Recent years have seen significant effort devoted to formulate therapeutic agents in biocompatible nanocomposites such as nanoparticles, nanocapsules, micellar systems and conjugates as drug delivery systems. Application of nanotechnology for diagnosis, monitoring, disease therapy, and control of biological systems was referred to as “nanomedicine”, and it has been receiving extensive attention over the past decade.
Among these drug delivery systems, nanoparticles have received a considerable attention for the delivery of wide variety of drugs as well as biological macromolecules and vaccines. Nanoparticles have been defined as submicron sized drug carriers, where the drug is either adsorbed on the surface or encapsulated within the particle. These nanoparticles can be prepared from natural and synthetic polymers that may or may not be biodegradable depending on their route of administration. Biodegradable polymeric nanoparticles administered intravenously have been successfully used to control and target drug to specific site of action at the therapeutically optimal rate.
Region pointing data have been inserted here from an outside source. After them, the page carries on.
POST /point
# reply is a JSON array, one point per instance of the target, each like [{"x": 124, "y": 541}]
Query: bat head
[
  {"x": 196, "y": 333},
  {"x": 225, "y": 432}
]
Owing to the size in nanometric range, these biodegradable nanoparticles have a potential to escape the reticulo-endothelial system and thus an increase in the residence time is seen with these drug delivery systems. Nanoparticles can also overcome the multiple drug resistance phenotype mediated by glycoprotein-P, resulting in increased drug content inside the cells and because of this reason biodegradable nanoparticles have been widely studied for P-gP substrates like paclitaxel.
The purpose of this study was to evaluate the effect of process (homogenization speed and evaporation time) and formulation (aqueous/organic phase ratio, surfactant concentration, polymer type and concentration, and drug amount) variables on the preparation of paclitaxel-loaded biodegradable polymeric nanoparticles using modified solvent evaporation technique.
Thereafter, a formulation was selected and subjected to evaluation of inclusion of a co-surfactant for further reduction of particle size. Particle size, encapsulation efficiency and in-vitro drug release kinetics were evaluated. It was observed that the inclusion of vitamin E TPGS (0.01%), Poloxamer 188 (0.5%) or Tween 80 (0.25%) reduced the particle size of nanoparticles to 230, 244 or 301 nm from 438 nm, respectively. Encapsulation efficiency increased for both vitamin E TPGS and Poloxamer 188 up to concentration at 0.010% and 0.25%, respectively, while this was not the case for Tween 80.
Comparison of drug release kinetics demonstrated that drug release accelerated from paclitaxel-loaded biodegradable nanoparticles prepared with the inclusion of Tween 80 but was delayed for Poloxamer 188 and vitamin E TPGS. Thus, it was concluded that the particle size of the nanoparticles could be reduced further and the paclitaxel release kinetics could easily be adjusted by taking advantage by the inclusion of a co-surfactant.